TTS Vol 1 Ch 6.2
by lily plumThe dining room of the mansion, surrounded by beautiful autumn foliage. Usually, the only sounds accompanying breakfast were the clinking of cutlery, but recently, a new noise had been added to the scene.
Tap, tap, tap.
The unfamiliar sound of Chigyeong repeatedly tapping his phone against the marble dining table. He had brought this habit and its accompanying noise from work to home.
Gong Yunseon, stirring her salmon salad, tilted her head and looked at the eldest son of the family with puzzled eyes.
Lately, not only did he never let go of his phone, but he couldn’t seem to leave it alone, a disconcerting change in his usually composed demeanor.

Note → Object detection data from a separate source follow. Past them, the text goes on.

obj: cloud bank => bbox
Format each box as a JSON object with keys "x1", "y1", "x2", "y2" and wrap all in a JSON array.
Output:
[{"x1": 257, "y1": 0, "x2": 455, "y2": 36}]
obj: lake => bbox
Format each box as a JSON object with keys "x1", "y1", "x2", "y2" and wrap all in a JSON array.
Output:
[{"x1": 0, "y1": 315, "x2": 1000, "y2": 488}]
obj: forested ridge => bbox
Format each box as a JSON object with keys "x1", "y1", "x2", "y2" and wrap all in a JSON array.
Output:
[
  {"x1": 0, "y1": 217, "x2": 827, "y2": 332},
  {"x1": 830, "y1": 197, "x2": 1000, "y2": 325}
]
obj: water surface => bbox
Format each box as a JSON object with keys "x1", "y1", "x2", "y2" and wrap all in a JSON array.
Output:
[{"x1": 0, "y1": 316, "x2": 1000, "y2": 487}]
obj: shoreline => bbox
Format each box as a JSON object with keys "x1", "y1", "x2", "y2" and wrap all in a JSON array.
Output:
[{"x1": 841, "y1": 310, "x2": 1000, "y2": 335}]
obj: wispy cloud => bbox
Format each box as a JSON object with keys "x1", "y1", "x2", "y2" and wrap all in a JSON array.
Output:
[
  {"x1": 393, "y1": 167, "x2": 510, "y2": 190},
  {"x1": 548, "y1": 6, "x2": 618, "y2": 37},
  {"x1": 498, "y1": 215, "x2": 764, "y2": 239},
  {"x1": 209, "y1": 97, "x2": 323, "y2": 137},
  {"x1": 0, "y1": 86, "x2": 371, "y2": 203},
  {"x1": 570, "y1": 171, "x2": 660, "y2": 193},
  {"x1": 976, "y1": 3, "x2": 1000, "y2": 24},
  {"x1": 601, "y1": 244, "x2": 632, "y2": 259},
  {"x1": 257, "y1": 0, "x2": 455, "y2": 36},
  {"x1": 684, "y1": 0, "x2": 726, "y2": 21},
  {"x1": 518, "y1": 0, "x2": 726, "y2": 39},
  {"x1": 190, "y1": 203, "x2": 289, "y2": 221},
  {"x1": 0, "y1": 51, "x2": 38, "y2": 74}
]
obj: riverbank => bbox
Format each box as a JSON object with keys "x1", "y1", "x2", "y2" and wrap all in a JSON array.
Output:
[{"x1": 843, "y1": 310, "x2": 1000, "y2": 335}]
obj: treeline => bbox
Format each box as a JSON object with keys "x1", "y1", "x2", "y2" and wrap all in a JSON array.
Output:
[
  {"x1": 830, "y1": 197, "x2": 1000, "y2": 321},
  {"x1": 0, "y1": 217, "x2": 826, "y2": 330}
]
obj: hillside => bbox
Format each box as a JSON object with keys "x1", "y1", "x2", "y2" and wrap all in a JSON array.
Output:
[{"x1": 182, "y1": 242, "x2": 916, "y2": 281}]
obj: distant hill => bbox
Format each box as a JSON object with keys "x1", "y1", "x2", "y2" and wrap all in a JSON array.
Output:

If Park Sihyun had acted this way, it would have been a trivial farce, ending with a smack on the back of his head and a scolding for being disruptive at the table. But when Park Chigyeong acted like this, it felt like something ominous was about to happen in the Korean peninsula.
Something was definitely off. Was something bad about to happen to South Korea? Could it be a nuclear war? Nothing short of a major disaster could explain her eldest son’s behavior.
“Chigyeong. Mr. Prosecutor. What’s wrong with you these days? You’re scaring Mom. You’re not acting like yourself, really. Is there going to be a war? Are we all going to die?”
“Mom, don’t be so morbid first thing in the morning!”
“You little…! Morbid? How dare you talk to your mother like that? Everyone dies eventually, you brat! It’s just a matter of when! That’s it. I’m going to start living life to the fullest from today. I can’t go out like this.”
Gong Yunseon put down her salad fork, her expression serious. As soon as she finished speaking, as if responding to her words, the phone that had been trapped in Chigyeong’s grip and repeatedly hitting the table also stopped moving.
Park Sihyun, stuffing toast into his mouth, looked at his older brother with a questioning look in his eyes.
His brother’s sudden stillness was, how should he put it, decisive, like someone who had come to a conclusion.
“Sir, eel extract is good for hangovers, they say.”
Mrs. Shin offered Chigyeong a pouch of eel extract, knowing he had come home drunk again last night.
He put his phone down completely and obediently took the eel extract and drank it. His adam’s apple, particularly prominent as he swallowed the liquid, seemed unusually sharp today. After finishing the extract, he placed the empty cup on the table, met Gong Yunseon’s gaze, and said something strange.
“I’m thinking of taking in a guest.”
“Huh? Who?”
Although Chigyeong spoke in the same language as them, both Gong Yunseon and Park Sihyun looked completely bewildered.
“Prepare a room. I’ll be bringing her today.”
“Um… so… what?”
Leaving behind only a concise request without further explanation, he rose from his seat.
Screech-
The sound of the chair scraping against the floor mirrored Gong Yunseon’s perplexed expression.
“Sir.”
Chigyeong took the briefcase Mrs. Lee handed him and left the dining room. Gong Yunseon followed him to the front door, flustered, “Chigyeong! Chigyeong? So who?! What?!”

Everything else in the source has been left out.